The theme of the talks for the evening was a consideration of the practice of inversions, charting the various benefits of or reasons for this practice and how the emphasis has changed through time, from medieval to the modern day — varying from a practice of tapas and thereby acquiring some sort of mystic powers, through physiological and scientific reasons (blood pressures and oxygen replenishment), or energetic subtle body stuff (retention of nectar, amrta, in the body), to spiritual awakenings or even ‘moral improvement’.
Some of the ideas presented seemed quite funny — but many are persistent in the yoga world. Whilst the audience giggled at the idea of headstand making one a better person and improving one’s moral outlook (sometimes linked explicitly to facilitating the practice of Brahmacarya, something about retention of semen, like the retention of amrta) I’ve been to a fair few classes where inversions, and the idea of turning one’s perspective upside-down, have been explicitly promoted as having a beneficial effect on one’s outlook, promoting flexibility of attitude much more than any explicit physical benefit. Not that the physical benefits aren’t also commonly touted in yoga classes also, and unquestioned by the majority of students, I think. But really I don’t know if standing on one’s head is always such a good idea, even though these are the postures many students crave.

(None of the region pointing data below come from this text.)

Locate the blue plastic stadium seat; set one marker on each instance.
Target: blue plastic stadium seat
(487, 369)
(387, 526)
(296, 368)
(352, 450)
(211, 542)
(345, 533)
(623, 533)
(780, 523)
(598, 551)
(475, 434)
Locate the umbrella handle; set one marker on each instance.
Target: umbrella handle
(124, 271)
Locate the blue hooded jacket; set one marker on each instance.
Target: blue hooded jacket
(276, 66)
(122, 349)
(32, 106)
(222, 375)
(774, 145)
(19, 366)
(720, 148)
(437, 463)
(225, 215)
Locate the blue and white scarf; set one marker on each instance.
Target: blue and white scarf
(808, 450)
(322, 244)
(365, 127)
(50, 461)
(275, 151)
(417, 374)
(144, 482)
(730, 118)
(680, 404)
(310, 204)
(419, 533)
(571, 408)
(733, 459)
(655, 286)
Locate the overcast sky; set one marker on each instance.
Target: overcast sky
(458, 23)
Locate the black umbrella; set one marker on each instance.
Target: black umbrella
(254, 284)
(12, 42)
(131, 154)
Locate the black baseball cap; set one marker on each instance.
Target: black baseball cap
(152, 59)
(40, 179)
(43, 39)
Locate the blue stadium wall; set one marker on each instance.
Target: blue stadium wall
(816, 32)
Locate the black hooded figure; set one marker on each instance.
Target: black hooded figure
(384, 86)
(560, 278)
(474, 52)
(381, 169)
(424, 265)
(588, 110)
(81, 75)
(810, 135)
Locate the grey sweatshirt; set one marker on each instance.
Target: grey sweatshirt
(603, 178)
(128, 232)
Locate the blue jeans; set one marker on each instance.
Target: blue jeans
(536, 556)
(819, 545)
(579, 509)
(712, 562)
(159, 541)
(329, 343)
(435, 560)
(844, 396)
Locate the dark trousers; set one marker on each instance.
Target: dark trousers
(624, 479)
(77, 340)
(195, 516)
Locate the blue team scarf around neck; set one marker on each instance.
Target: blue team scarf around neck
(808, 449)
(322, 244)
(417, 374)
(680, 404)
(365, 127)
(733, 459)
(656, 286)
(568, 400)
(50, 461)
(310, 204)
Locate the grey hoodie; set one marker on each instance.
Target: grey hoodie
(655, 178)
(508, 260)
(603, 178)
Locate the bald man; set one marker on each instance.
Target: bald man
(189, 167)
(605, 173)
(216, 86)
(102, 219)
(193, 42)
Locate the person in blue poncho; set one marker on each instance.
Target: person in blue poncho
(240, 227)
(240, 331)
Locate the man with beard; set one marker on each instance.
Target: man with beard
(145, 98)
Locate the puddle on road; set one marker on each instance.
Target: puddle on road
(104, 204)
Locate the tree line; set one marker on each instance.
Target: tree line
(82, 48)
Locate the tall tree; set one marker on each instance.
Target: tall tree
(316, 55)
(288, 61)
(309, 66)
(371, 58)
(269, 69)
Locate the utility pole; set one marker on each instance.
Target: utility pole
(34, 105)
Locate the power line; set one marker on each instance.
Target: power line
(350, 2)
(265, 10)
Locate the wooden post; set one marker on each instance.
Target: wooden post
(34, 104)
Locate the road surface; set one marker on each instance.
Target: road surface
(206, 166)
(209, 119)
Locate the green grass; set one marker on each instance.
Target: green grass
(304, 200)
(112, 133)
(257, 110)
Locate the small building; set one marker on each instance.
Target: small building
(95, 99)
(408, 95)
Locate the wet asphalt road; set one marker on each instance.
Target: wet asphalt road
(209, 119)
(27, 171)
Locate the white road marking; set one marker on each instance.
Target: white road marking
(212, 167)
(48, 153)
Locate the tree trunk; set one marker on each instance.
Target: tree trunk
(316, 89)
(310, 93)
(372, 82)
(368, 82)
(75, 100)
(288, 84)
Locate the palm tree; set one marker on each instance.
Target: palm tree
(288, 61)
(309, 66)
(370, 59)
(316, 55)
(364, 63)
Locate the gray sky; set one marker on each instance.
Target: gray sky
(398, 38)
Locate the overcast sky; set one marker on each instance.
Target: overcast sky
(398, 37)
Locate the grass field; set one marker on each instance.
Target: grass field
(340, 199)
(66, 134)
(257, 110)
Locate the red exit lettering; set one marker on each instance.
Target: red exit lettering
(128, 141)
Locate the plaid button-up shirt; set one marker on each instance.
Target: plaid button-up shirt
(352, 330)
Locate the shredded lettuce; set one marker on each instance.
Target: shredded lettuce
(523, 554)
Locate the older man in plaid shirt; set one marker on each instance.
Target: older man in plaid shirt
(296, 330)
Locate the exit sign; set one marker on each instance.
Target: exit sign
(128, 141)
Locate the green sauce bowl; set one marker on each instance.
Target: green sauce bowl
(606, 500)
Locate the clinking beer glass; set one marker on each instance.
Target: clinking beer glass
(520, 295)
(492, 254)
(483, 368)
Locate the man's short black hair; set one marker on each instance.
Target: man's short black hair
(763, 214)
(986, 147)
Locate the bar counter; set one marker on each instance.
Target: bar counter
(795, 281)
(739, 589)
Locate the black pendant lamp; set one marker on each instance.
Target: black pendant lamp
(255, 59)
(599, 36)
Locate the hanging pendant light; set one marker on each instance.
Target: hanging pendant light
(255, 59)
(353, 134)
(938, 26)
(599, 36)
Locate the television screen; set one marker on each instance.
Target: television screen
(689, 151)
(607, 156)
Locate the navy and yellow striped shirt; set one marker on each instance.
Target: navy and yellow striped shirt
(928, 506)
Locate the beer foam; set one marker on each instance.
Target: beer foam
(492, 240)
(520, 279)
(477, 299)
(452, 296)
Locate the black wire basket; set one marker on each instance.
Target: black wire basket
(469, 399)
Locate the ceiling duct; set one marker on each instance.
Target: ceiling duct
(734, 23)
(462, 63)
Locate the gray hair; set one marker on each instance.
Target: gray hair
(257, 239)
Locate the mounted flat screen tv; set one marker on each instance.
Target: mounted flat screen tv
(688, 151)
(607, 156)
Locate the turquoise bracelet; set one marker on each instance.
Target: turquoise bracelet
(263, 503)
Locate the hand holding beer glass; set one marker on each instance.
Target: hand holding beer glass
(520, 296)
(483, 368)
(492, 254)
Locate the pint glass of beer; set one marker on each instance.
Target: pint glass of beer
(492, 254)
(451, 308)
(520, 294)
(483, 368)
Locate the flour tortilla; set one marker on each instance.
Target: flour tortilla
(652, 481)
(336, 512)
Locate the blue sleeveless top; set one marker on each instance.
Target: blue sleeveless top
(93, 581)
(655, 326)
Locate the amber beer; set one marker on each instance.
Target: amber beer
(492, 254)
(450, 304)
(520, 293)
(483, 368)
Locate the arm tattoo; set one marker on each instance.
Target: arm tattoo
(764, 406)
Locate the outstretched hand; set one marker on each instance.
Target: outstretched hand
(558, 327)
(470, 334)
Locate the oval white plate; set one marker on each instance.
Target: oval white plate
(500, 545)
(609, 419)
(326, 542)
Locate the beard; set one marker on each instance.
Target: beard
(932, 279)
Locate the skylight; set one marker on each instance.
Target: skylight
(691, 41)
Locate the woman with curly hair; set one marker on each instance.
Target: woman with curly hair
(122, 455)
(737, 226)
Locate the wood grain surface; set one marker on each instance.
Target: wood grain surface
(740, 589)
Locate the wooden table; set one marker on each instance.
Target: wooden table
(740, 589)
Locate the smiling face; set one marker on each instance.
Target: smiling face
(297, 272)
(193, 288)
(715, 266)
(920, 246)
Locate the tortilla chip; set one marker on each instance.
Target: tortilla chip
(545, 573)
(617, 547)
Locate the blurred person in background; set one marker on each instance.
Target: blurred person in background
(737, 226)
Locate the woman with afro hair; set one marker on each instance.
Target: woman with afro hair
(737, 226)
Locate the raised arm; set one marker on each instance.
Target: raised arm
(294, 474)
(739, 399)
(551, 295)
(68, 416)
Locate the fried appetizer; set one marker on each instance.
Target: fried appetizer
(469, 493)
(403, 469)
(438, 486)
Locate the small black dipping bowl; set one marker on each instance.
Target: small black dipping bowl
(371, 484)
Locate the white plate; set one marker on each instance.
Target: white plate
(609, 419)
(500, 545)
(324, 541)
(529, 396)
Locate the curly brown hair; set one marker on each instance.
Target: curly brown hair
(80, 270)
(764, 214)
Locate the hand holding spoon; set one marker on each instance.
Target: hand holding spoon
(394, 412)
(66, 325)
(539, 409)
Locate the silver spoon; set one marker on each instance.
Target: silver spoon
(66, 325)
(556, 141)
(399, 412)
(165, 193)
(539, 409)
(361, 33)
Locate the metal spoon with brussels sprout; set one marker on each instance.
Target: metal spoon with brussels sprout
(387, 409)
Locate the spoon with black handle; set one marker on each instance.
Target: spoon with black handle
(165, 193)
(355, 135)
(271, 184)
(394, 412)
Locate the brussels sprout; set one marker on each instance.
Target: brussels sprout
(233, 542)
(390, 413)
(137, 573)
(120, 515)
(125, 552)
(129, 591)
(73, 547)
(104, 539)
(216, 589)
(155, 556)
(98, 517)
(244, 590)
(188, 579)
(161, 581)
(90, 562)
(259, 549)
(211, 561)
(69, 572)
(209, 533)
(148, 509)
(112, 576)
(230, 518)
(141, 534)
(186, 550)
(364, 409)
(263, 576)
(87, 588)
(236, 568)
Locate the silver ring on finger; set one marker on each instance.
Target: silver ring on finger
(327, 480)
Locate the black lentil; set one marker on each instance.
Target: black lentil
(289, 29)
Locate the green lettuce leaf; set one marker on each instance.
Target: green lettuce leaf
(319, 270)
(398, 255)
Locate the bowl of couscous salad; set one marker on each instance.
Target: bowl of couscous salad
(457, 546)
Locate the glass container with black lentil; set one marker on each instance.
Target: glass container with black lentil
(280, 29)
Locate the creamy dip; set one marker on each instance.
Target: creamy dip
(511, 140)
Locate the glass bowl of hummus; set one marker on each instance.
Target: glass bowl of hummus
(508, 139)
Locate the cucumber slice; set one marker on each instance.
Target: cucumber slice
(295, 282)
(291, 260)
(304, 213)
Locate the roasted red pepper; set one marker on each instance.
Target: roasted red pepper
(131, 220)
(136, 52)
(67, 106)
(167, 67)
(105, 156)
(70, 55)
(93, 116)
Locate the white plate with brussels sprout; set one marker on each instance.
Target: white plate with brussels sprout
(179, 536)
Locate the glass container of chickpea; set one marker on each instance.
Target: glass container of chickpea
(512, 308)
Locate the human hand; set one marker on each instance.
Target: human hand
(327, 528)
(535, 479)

I have a fledgling inversions practice at home behind closed doors. I’m not sure I’m really ready for these postures, but they call to me anyway. I don’t think it’s an ego thing — I’m not handstanding all over instagram in photogenic places, I’m just figuring out how to go upside-down, what it takes in my body and my mind. It used to feel like a big deal to be able to invert at all, but now that I can kick up a wall OK without freaking out from fear or worrying about knocking the wall down through lack of control, I find the interest shifts to notions of lightness, balance and grace, as well as wondering about the anatomical details of what’s needed and how to develop the proprioception in this plane. In that sense they’re just postures like any others in my practice, a place for exploration and observation.
If asana practice is a place for self-observation, so too are train rides with the space they afford for reflection and thinking. As I ate my dinner on the train quite desperate for some food, I could feel how very tired I was after an evening in London on top of a busy day at work and an hour of teaching yoga. But this level of activity wouldn’t have been at all possible even a short time ago. To feel this well and energetic feels miraculous to me. To want to balance upside down on my head or my hands too can just seem like asking for too much!